保存退出后,执行以下命令即可连接WiFi:
ifdown wlan0 ifup wlan0
如果你的WiFi密码中有特殊字符,或者你不希望明文存放密码,你可以使用wpa_passphrase命令为WiFi密码生成一个密钥(psk),用密钥来代替密码 ,在命令行下,可输入以下命令生成密钥:
wpa_passphrase YourWiFiESSID
在提示输入密码时,输入你的WiFi密码,再打开 /etc/wpa_supplicant/wpa_supplicant.conf 文件你会发现密钥已经被更新,你可以删除明文的密码了。
5.10 连接DVP摄像头模块(CAM500B)
CAM500B是一款500万像素摄像头模块,以DVP并行信号输出,详细信息请参考Matirx-CAM500B。

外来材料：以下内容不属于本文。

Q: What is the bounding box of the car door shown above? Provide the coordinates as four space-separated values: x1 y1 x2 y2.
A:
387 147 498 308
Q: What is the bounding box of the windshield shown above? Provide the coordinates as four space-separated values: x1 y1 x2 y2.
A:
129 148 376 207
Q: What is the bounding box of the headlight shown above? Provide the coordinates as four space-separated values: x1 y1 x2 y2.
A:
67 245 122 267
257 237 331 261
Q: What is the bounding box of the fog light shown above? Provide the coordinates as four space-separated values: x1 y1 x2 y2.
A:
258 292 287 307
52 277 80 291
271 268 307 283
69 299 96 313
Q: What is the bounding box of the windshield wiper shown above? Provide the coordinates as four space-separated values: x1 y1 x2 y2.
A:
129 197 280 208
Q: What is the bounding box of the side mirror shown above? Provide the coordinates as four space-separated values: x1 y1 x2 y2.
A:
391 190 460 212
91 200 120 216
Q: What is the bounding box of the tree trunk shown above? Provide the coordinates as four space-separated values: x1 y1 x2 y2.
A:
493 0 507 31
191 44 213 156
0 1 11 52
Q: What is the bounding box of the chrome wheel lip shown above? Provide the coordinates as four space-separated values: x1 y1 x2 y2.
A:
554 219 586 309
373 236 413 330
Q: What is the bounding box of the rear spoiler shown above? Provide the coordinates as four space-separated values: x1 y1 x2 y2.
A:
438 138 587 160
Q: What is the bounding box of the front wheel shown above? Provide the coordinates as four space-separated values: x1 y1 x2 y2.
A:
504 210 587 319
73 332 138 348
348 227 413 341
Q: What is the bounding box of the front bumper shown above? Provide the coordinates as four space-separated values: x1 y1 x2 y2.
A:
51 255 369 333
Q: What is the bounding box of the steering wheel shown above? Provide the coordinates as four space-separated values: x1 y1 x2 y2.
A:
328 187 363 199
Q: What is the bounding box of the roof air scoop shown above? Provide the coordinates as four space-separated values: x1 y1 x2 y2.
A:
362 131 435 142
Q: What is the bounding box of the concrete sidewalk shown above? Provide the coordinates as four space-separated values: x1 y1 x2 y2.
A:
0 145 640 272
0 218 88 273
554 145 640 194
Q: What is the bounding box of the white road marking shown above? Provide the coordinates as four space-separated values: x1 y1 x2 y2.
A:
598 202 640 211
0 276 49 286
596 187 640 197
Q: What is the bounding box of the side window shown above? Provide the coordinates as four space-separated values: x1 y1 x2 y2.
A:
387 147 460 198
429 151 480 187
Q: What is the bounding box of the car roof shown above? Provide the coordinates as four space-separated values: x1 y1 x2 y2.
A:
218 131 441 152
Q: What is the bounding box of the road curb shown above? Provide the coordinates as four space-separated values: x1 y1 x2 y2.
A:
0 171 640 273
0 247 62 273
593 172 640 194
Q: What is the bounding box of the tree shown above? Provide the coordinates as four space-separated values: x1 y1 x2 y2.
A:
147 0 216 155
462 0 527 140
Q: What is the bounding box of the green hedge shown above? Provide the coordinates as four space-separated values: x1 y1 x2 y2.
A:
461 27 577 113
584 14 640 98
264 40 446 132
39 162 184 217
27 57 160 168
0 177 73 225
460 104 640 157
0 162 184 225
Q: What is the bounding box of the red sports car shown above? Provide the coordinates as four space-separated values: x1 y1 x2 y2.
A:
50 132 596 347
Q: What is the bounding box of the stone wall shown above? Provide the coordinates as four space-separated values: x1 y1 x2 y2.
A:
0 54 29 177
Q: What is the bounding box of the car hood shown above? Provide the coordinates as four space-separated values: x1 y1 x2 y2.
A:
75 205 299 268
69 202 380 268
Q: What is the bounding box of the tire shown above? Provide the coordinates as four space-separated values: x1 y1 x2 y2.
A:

根据上图连接M1+和CAM500B,然后上电启动Debian系统,连接网络,以root用户登录终端并编译运行mjpg-streamer:
cd /root/mjpg-streamer make ./start.sh
mjpg-streamer是一个开源的网络视频流服务器,在板子上成功运行mjpg-streamer后会打印下列信息:
i: Using V4L2 device.: /dev/video0 i: Desired Resolution: 1280 x 720 i: Frames Per Second.: 30 i: Format............: YUV i: JPEG Quality......: 90 o: www-folder-path...: ./www/ o: HTTP TCP port.....: 8080 o: username:password.: disabled o: commands..........: enabled
假设M1+的IP地址为192.168.1.230,在PC的浏览器中输入 192.168.1.230:8080 就能浏览摄像头采集的画面了,效果如下:
mjpg-streamer是用libjpeg对摄像头数据进行软编码,你可以使用ffmpeg对摄像头数据进行硬编码,这样能大大降低CPU的占用率并提高编码速度:
ffmpeg -t 30 -f v4l2 -channel 0 -video_size 1280x720 -i /dev/video0 -pix_fmt nv12 -r 30 -b:v 64k -c:v cedrus264 test.mp4
默认会录制30秒的视频,输入q能终止录制。录制完成后会在当前目录生成一个名为test.mp4的视频文件,可将其拷贝到PC上进行播放验证。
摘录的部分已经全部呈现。